Pendant cet été (1812), il alla passer quelque tems à la campagne chez quelques-uns de ses nobles amis, entre autres, chez lord Jersey et le marquis de Lansdowne. «En 1812, dit-il, à Middleton, se trouvaient chez lord Jersey, au milieu d'une brillante assemblée de lords, de ladies et d'hommes de lettres 22 ***… Erskine y était, le bon, mais insupportable Erskine. Il plaisanta, il parla, il fit très-bien, mais il voulait qu'on l'applaudît deux fois pour la même chose. Il lisait ses vers; ses articles, racontait son histoire deux et trois fois, et puis le Jugement par jury!!! J'aurais presque désiré qu'il fût aboli, car j'étais assis près d'Erskine à dîner. J'avais lu ses discours imprimés, je n'avais donc pas besoin qu'il me les récitât de nouveau.»

Note 22: (retour) Ici se trouve une revue des visiteurs, trop critique pour que nous la rapportions.(Note de Moore.)

C***, le chasseur de renard, surnommé Cheek C***, et moi sablâmes le Bordeaux, et fûmes les seuls qui en prîmes. C*** aime la bouteille, et ne s'attendait pas à trouver un bon vivant dans un rimailleur 23. Aussi, faisant mon éloge un certain soir à quelqu'un, il le résuma en ces mots: Il boit, par Dieu, comme un homme!

Note 23: (retour) Pendant les deux ou trois premiers jours, il n'avait joint la compagnie à Middleton qu'après le dîner, se contentant de prendre dans sa chambre son léger repas de biscuits et de soda-water. Quelqu'un lui ayant dit que M. C*** avait qualifié de telles habitudes d'efféminées, il résolut de prouver au chasseur de renard qu'il pouvait dans l'occasion se montrer aussi bon vivant que lui; et par ses prouesses le lendemain au Bordeaux, lui arracha le pompeux éloge cité plus haut.

»Personne ne but, excepté C*** et moi. À vrai dire, nous n'avions pas besoin d'assistans, car nous fîmes disparaître tout ce qui avait été mis sur la table assez facilement; et l'on peut supposer qu'elle était bien garnie chez Jersey. Du reste, nous portâmes notre vin très-discrètement 24

Note 24: (retour) L'un des principaux personnages de Wawerley, premier roman publié par sir Walter-Scott.

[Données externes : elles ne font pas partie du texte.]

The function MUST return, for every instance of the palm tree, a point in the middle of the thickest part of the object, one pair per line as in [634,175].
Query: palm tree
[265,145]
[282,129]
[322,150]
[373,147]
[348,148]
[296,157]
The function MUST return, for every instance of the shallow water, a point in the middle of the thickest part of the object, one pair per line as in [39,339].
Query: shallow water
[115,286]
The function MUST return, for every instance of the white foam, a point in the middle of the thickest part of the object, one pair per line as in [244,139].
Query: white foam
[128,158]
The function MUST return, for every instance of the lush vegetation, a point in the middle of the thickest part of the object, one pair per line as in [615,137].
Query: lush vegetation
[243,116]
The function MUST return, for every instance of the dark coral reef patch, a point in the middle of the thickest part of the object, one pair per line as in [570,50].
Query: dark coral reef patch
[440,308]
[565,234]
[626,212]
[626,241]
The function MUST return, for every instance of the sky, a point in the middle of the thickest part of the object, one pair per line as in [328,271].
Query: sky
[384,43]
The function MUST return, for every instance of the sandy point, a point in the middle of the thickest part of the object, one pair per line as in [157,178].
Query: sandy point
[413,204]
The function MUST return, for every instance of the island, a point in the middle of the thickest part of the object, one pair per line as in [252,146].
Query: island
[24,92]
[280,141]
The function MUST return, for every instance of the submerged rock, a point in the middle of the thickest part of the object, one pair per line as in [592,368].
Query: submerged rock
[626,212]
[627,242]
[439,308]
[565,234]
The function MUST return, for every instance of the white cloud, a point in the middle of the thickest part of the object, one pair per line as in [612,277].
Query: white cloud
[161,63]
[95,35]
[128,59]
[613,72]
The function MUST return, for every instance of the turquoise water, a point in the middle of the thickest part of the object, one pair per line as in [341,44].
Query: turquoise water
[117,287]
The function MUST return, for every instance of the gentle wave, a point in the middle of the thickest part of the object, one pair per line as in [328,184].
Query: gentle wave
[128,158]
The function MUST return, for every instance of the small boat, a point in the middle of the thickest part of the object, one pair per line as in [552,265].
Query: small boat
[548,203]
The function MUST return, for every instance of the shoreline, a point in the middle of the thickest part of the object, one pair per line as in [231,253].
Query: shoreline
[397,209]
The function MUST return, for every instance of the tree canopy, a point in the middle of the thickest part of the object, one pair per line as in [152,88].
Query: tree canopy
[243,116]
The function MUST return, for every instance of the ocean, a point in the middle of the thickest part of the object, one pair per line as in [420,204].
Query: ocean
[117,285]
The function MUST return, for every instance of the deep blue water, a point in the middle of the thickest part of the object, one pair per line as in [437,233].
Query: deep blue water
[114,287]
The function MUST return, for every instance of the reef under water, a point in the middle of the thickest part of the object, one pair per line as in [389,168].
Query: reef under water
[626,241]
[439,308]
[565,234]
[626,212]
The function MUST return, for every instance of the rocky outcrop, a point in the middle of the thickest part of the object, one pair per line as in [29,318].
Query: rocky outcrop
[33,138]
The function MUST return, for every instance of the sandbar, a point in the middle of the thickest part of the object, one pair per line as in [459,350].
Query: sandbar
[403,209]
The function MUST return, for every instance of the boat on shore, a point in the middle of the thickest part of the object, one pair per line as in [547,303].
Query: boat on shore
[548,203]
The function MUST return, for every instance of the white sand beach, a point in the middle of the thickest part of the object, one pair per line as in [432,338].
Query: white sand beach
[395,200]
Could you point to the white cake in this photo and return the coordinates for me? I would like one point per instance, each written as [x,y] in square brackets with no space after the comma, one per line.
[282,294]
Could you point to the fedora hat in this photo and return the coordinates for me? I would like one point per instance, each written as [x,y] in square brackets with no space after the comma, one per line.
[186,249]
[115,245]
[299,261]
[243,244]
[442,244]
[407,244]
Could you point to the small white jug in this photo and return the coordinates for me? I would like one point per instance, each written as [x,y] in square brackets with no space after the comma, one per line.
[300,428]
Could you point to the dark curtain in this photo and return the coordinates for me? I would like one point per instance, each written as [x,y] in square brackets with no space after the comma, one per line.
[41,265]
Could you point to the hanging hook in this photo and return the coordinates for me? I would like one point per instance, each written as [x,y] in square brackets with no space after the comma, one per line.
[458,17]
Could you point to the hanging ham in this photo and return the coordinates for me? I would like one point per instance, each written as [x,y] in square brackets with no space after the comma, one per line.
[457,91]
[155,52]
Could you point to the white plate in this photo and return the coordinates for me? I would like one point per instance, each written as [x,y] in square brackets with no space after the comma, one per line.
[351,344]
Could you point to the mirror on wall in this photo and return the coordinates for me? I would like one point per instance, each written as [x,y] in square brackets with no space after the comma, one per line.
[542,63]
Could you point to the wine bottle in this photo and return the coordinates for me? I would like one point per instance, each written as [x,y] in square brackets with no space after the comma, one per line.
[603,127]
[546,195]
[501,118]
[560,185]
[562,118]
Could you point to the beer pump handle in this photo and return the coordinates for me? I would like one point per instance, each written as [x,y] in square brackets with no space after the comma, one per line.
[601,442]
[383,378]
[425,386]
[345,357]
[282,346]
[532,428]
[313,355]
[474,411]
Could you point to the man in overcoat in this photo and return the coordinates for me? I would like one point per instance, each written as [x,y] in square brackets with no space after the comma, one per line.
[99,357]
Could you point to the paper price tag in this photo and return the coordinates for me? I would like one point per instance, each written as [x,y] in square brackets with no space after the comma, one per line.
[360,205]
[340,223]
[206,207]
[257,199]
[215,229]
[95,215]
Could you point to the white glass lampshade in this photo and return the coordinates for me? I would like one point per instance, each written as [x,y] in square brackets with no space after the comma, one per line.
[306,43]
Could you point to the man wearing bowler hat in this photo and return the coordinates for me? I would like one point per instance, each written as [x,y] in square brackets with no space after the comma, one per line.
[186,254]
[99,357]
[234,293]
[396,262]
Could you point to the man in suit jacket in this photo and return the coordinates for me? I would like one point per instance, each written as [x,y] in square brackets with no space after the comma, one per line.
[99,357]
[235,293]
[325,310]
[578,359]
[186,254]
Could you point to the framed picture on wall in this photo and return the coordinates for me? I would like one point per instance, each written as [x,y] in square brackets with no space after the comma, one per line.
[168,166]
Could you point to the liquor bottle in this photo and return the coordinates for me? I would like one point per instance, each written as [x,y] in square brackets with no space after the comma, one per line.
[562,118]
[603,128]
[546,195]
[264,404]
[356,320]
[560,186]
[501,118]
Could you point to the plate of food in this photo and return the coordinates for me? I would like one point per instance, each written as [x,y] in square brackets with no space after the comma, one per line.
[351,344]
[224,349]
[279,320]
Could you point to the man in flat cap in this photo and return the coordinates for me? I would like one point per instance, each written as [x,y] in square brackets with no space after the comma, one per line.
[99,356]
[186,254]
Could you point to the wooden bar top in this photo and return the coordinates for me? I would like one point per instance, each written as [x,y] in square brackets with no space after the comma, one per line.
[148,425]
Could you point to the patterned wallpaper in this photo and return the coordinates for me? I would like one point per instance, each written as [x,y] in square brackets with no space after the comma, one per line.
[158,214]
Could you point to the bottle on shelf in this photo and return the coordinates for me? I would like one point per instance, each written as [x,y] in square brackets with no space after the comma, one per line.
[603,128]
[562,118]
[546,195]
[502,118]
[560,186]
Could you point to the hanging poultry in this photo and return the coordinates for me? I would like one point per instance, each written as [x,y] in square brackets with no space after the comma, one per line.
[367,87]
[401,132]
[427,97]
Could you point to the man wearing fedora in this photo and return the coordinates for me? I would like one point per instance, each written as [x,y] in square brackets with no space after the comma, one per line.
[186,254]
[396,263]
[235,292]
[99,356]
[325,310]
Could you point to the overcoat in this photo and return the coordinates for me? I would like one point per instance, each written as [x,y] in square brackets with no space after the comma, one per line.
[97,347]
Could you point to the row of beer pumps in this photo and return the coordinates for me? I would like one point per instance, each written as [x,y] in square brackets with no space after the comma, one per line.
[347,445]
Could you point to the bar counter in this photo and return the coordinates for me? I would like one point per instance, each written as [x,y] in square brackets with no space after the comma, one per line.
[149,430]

      Au mois d'août de cette même année, le comité de direction de Drury-Lane désirant un prologue pour l'ouverture du théâtre, prit le singulier parti d'annoncer dans les journaux, un concours à cet effet, auquel il appela tous les poètes de l'époque. Bien que les discours arrivassent en assez bon nombre, aucun ne parut au comité digne de fixer son choix. Dans cet embarras, l'idée vint à lord Holland qu'ils ne pouvaient mieux faire que d'avoir recours à Lord Byron, dont la popularité donnerait encore plus de vogue à la solennité de la réinstallation, et dont la supériorité, incontestable, à ce qu'il croyait, quoique l'événement ait prouvé le contraire, forcerait tous les candidats rejetés à se soumettre sans murmurer. La lettre suivante est le premier résultat de la demande faite à ce sujet au noble poète.

      LETTRE XCVI

À LORD HOLLAND

      Cheltenham, 10 septembre 1812.

      Cher Milord,

      «Les vers que j'avais essayé de faire sont encore, ou plutôt étaient dans un état tout-à-fait imparfait; je viens de les jeter dans un feu plus décisif que celui de Drury-Lane. Dans de telles circonstances, je ne saurais risquer volontiers de lutter contre Philo-drama, Philo-Drury, Asbestos H**, et tous les anonymes et synonymes des candidats du comité. Sérieusement, je crois que vous pourriez trouver bien mieux ailleurs; les prologues ne sont pas mon fort. Dans tous les cas, mon amour-propre ou ma modestie ne me permettraient pas de courir le hasard de voir mes rimes enterrées dans le Magazine du mois prochain sous les Essais sur l'assassinat de M. Perceval, et les Guérisons de la morsure des chiens enragés, comme ce pauvre Goldsmith s'en plaignait pour des productions bien supérieures aux miennes.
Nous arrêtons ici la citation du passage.